G.K. Chesterton lo expresó con crudeza: «Cuando se deja de creer en Dios, no se cree en nada: se cree en todo». Y ese “todo” lo dicta la masa digital creando mensajes virales, breves, flojos, distraídos. En este régimen de emotividad constante, la verdad estorba
De hecho, hay una nueva generación -una minoría aún invisible, pero creciente- que está empezando a buscar ese halo perdido. No desde la ideología, sino desde la necesidad de dar sentido a la vida. Jóvenes que abandonan las redes, que abrazan el silencio, que vuelven a la lectura, al arte, a la filosofía… que redescubren a San Agustín, a Santo Tomás de Aquino o a Pascal.
En esa minoría está la semilla del renacer. Porque, como dijo T.S. Eliot, «la esperanza está siempre en lo que no se ve». Familias, escuelas, parroquias, centros culturales, espacios de pensamiento libre… La clave está en volver a valorar lo difícil y quizá por eso muchos se preguntan por el retorno hacia el estoicismo, desde donde se recupera la paz, el estudio, el asombro. Como decía San Agustín: “El alma se ordena cuando ama la verdad.” El cambio será lento, contracultural y a menudo invisible. Pero si es fiel a la verdad, será fecundo.
Pensar hoy es un acto contracultural. Defender la verdad, un gesto heroico. Cito a C.S. Lewis: «No necesitamos más hombres con ideas. Necesitamos hombres íntegros, capaces de obedecer a la verdad, aunque eso los haga impopulares”. El futuro pertenece a los que tengan el coraje de pensar, de creer y de vivir cuando todo alrededor les diga que no vale la pena.

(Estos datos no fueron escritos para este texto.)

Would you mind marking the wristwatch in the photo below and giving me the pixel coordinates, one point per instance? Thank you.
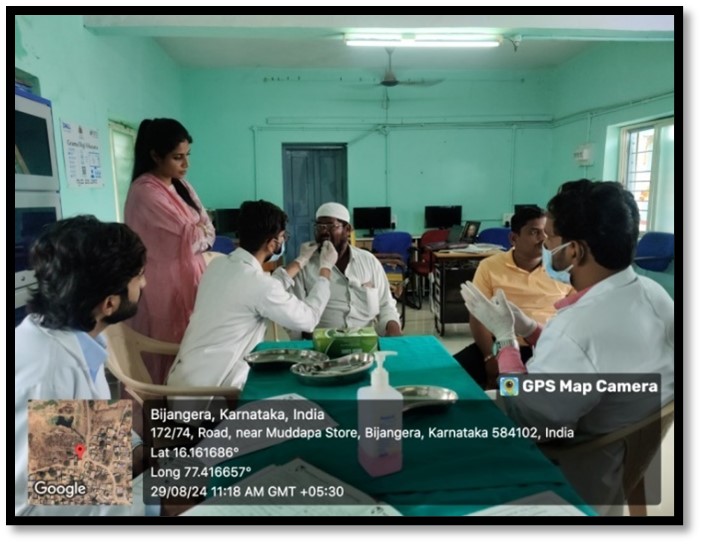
(499, 344)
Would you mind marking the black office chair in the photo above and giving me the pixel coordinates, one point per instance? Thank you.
(392, 249)
(655, 251)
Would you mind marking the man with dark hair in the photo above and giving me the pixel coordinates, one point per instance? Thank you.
(236, 296)
(360, 292)
(618, 322)
(89, 274)
(521, 275)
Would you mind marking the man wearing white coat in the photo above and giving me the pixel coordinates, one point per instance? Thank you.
(89, 275)
(236, 296)
(617, 323)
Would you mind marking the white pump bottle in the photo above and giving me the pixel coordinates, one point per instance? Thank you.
(380, 422)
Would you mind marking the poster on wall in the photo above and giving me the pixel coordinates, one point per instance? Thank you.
(81, 153)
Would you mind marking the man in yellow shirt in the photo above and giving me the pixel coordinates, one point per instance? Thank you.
(519, 273)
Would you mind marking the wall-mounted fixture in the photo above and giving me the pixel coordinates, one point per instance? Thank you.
(423, 40)
(583, 155)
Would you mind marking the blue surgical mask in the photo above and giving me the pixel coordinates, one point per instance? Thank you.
(546, 259)
(279, 253)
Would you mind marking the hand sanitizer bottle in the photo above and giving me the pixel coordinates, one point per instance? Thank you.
(380, 422)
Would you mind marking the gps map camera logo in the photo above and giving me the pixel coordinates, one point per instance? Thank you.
(509, 387)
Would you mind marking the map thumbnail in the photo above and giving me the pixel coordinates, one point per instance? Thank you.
(80, 452)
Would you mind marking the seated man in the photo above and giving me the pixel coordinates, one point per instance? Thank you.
(236, 296)
(617, 323)
(360, 292)
(89, 275)
(521, 275)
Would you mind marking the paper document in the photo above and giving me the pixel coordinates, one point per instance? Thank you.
(546, 503)
(479, 248)
(301, 475)
(254, 444)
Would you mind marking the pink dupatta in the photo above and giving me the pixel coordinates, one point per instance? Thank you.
(170, 230)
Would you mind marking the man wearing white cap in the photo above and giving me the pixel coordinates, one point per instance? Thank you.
(360, 293)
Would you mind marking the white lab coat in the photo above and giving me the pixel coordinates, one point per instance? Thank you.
(360, 297)
(234, 299)
(625, 325)
(49, 364)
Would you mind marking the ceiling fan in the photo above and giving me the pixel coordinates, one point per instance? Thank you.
(390, 80)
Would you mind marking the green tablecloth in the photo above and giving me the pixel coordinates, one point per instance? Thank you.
(439, 477)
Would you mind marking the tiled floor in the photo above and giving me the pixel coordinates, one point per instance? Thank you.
(457, 336)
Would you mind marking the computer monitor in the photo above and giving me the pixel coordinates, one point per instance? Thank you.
(518, 207)
(442, 217)
(226, 221)
(470, 231)
(372, 218)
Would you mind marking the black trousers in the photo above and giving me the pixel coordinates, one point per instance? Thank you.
(473, 361)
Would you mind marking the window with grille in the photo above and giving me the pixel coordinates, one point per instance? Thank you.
(647, 171)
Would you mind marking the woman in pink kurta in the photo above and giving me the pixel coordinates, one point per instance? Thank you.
(167, 214)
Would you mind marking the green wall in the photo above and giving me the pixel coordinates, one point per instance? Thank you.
(91, 79)
(482, 141)
(598, 92)
(485, 139)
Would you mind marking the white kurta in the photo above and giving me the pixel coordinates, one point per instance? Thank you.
(360, 297)
(625, 325)
(234, 299)
(49, 364)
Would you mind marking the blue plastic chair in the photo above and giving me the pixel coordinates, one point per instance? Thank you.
(393, 251)
(399, 243)
(655, 251)
(495, 235)
(223, 244)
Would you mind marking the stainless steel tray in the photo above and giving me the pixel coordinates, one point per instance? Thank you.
(425, 396)
(273, 359)
(346, 369)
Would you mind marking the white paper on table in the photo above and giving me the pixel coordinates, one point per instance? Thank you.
(546, 503)
(302, 475)
(256, 444)
(478, 248)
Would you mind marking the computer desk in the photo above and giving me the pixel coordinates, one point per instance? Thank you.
(451, 269)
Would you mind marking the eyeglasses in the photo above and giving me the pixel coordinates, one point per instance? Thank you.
(326, 227)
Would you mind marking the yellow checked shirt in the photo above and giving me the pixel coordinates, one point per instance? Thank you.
(534, 292)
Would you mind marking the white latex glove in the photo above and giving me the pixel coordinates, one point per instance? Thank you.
(306, 251)
(495, 315)
(523, 324)
(328, 255)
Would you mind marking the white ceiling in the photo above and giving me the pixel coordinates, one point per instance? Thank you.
(309, 42)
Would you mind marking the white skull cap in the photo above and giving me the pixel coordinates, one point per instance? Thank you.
(335, 210)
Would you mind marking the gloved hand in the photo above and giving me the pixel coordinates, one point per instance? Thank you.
(328, 255)
(306, 251)
(523, 324)
(496, 316)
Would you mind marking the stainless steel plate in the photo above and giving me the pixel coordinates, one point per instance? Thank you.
(272, 359)
(347, 369)
(423, 396)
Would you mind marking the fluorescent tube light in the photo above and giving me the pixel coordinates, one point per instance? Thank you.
(422, 40)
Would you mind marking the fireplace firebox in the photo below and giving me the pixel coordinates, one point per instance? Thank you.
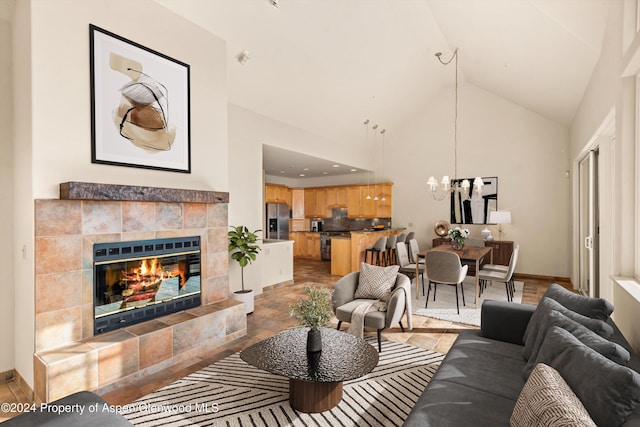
(144, 279)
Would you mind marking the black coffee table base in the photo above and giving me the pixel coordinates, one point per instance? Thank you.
(312, 397)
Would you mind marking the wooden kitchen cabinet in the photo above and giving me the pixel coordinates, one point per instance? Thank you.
(297, 203)
(309, 202)
(321, 203)
(336, 197)
(383, 207)
(274, 193)
(306, 245)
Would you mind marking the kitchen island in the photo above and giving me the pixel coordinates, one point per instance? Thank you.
(354, 250)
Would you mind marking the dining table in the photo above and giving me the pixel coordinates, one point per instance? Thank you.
(467, 253)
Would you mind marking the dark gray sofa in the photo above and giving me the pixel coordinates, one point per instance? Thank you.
(480, 379)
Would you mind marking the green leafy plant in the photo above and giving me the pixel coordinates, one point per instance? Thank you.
(315, 310)
(243, 247)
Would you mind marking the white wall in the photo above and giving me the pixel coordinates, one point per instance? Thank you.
(528, 154)
(611, 90)
(6, 185)
(52, 116)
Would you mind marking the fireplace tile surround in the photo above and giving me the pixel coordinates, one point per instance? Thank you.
(68, 357)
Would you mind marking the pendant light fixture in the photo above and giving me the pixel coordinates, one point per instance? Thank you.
(448, 186)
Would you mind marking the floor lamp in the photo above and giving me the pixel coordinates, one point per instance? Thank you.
(500, 217)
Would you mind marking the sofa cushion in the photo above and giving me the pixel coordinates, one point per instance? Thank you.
(596, 308)
(376, 282)
(608, 349)
(477, 384)
(547, 400)
(610, 392)
(535, 329)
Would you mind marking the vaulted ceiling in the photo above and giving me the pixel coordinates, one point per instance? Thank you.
(326, 65)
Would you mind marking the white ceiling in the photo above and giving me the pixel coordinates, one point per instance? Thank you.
(327, 65)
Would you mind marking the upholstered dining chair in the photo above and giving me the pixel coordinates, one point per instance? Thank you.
(345, 301)
(377, 251)
(414, 249)
(499, 267)
(505, 277)
(445, 268)
(407, 267)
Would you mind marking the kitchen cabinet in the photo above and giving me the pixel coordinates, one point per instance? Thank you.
(297, 203)
(383, 207)
(306, 245)
(321, 203)
(336, 197)
(358, 206)
(274, 193)
(310, 202)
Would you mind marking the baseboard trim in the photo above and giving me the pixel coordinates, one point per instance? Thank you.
(551, 279)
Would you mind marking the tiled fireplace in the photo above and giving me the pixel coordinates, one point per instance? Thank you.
(69, 356)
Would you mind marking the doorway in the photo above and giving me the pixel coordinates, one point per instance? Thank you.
(589, 224)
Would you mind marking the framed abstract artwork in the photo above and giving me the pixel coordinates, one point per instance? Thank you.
(140, 113)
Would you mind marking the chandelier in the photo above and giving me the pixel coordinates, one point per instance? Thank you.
(449, 186)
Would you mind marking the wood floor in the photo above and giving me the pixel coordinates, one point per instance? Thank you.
(271, 315)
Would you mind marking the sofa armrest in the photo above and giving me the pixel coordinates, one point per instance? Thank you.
(505, 321)
(344, 289)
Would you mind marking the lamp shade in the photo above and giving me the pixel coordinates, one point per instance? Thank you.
(500, 217)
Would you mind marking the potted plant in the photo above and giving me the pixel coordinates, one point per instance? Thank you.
(244, 249)
(313, 312)
(458, 236)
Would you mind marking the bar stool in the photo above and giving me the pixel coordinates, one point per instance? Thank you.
(377, 251)
(409, 237)
(390, 253)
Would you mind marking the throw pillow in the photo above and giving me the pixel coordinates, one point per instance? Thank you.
(547, 400)
(596, 308)
(376, 282)
(608, 391)
(535, 329)
(608, 349)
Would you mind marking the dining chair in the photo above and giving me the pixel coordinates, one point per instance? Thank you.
(445, 268)
(407, 268)
(407, 239)
(499, 267)
(499, 276)
(377, 251)
(414, 249)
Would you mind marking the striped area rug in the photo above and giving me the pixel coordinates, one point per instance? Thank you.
(231, 392)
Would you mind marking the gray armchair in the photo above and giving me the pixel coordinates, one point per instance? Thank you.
(344, 304)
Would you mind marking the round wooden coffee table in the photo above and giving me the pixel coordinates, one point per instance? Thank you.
(315, 379)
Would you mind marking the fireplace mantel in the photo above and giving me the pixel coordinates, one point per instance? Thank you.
(96, 191)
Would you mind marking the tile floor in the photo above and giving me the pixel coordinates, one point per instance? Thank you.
(272, 315)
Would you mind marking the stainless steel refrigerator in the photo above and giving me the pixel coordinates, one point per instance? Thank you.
(278, 221)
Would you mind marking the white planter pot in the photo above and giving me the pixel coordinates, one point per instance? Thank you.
(246, 297)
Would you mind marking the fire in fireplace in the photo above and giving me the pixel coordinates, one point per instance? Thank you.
(141, 280)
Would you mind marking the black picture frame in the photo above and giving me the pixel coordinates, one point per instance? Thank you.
(140, 105)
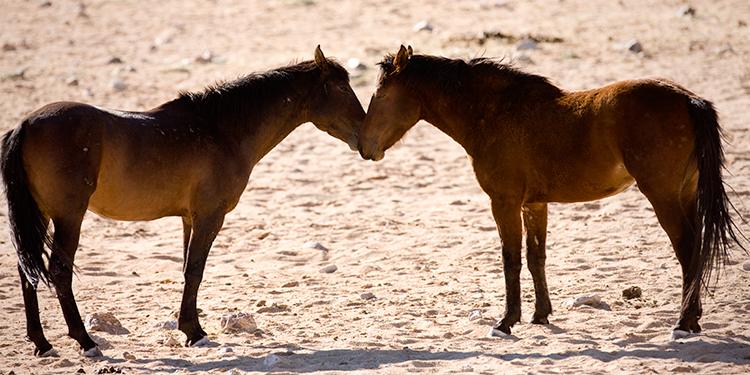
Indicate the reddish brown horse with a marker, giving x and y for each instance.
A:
(190, 157)
(531, 143)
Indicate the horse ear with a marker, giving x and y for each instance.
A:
(401, 59)
(320, 60)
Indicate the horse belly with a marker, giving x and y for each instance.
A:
(592, 185)
(136, 202)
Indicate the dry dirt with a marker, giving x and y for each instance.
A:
(414, 230)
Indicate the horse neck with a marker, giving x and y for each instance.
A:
(452, 114)
(259, 134)
(486, 109)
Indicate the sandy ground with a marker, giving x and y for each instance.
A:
(414, 230)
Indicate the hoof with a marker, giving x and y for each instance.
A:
(494, 332)
(202, 342)
(49, 353)
(678, 334)
(93, 352)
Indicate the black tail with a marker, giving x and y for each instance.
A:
(28, 225)
(715, 229)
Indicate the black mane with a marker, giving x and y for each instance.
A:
(245, 99)
(457, 76)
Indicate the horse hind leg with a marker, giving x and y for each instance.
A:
(676, 213)
(67, 232)
(535, 222)
(204, 231)
(33, 324)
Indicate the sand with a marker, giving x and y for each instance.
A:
(419, 278)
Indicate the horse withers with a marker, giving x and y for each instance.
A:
(190, 157)
(531, 143)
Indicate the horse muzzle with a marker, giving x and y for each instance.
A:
(371, 155)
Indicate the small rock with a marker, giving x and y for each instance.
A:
(225, 351)
(17, 74)
(165, 326)
(527, 45)
(724, 50)
(354, 63)
(313, 245)
(128, 356)
(592, 300)
(685, 11)
(474, 315)
(205, 57)
(632, 292)
(331, 268)
(522, 58)
(168, 340)
(633, 45)
(72, 81)
(272, 360)
(241, 322)
(114, 60)
(105, 322)
(117, 84)
(422, 26)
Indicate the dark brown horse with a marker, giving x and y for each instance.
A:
(531, 143)
(190, 157)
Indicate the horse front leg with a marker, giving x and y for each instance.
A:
(508, 219)
(204, 231)
(535, 222)
(33, 325)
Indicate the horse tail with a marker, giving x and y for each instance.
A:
(28, 225)
(715, 229)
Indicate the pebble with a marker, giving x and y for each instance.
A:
(114, 60)
(354, 63)
(272, 360)
(241, 322)
(331, 268)
(128, 356)
(168, 340)
(522, 58)
(225, 351)
(422, 25)
(592, 300)
(72, 81)
(474, 315)
(685, 11)
(527, 45)
(314, 245)
(633, 45)
(117, 84)
(104, 322)
(167, 326)
(632, 292)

El cambio será lento, contracultural y a menudo invisible. Pero si es fiel a la verdad, será fecundo. C.S. Lewis decía que «no necesitamos más hombres con ideas. Necesitamos hombres íntegros, capaces de obedecer a la verdad, aunque eso los haga impopulares”
La virtud de pensar (Berenice), de María Ángeles Quesada. En un mundo convulso y saturado de información, María Ángeles Quesada reivindica el pensamiento crítico como una herramienta esencial para vivir mejor. En este libro, la autora desmitifica la figura del pensador y propone una razón más humana, creativa y comprometida con el bien. A través de un enfoque claro y cercano, guía al lector desde el pensamiento individual hasta una reflexión colectiva capaz de transformar nuestra realidad.
La magia del esfuerzo (Toro Mítico), de Fernando Alberca. Este libro, dirigido a padres con hijos adolescentes, habla sobre la dificultad no está en hacer grandes esfuerzos, sino en reunir la voluntad para comenzar y mantenerse. Los niños y jóvenes responden mejor a retos que les den sentido y orgullo. Este libro ofrece ejercicios prácticos para enseñar a actuar incluso sin ganas, con la ayuda de padres y educadores. Transmitir la fuerza de voluntad es una herencia crucial: aprender a afrontar lo difícil y convertir el esfuerzo en un aliado.
La batalla cultural (Sekotia), de Agustín Laje. El autor expone cómo el progresismo globalista impone su agenda mediante la cultura, alterando el lenguaje y despreciando valores y tradiciones. Este libro plantea una “batalla cultural” decisiva, revelando que la cultura ya no es marginal, sino central en el poder político y económico. A través de un análisis riguroso, ofrece herramientas teóricas para construir una nueva cultura capaz de enfrentar al progresismo y articular una identidad renovadora.